O h je, diese Protestanten! Margot Käßmann war beliebt und respektiert, ihre Stimme wurde gehört. Doch jetzt hat sie sich zur nächtlichen Stunde verantwortungslos verhalten, betrunken fuhr sie Auto. Unbarmherzig gegen sich selbst reagiert sie auf ihren Fehltritt und tritt zurück.

Aus protestantischer Sicht liegt der Schritt nahe: Katholiken machen Fehler, Protestanten haben sie. Erstere können für ihre Fehltritte büßen - das heißt auch, sie können mit ihnen leben und sie auch mal vergessen, selbst wenn es sich um so gravierende Vergehen wie Mißbrauch handelt. Protestanten hingegen übernehmen lebenslänglich die Verantwortung für ihre Aussetzer - zumal, wenn sie Vorzeigeprotestanten sein wollen. Und das wollte Käßmann natürlich. Und dann ist sie auch noch eine Frau. Die zerknirschen sich gerne mal, wenn sie hinter Erwartungen zurückbleiben.
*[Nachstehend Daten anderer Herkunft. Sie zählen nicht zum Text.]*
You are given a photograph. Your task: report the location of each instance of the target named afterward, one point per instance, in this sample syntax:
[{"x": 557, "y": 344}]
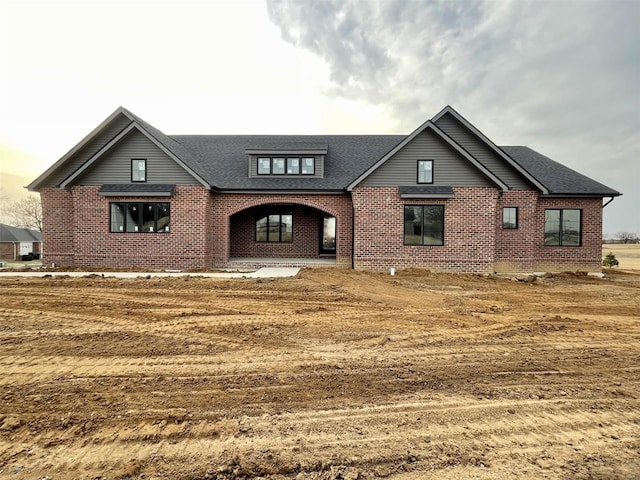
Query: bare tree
[{"x": 24, "y": 213}]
Aber welche Rolle spielt das Geschlecht hier überhaupt? Klar, einerseits gab es bei vielen Freunden der Emanzipation die heimliche Freude: Unter uns gesagt, ist doch super! Endlich auch mal eine Würdenträgerin, die sich daneben benimmt. Andererseits, und diese Lebensweisheit wiegt schwerer: Wer trinkt und Geld hat, nimmt sich ein Taxi. Alle anderen laufen zurück oder übernachten eben außer Haus. Käßmann ist alt genug, das zu wissen. Wie also hätte sie demnächst das Fehlverhalten der ihr Anvertrauten und aller anderen Deutschen kritisieren, wie sie zur Ordnung und zur Vernunft rufen können?

taz

Ines Kappert leitet die Meinungsredaktion der taz.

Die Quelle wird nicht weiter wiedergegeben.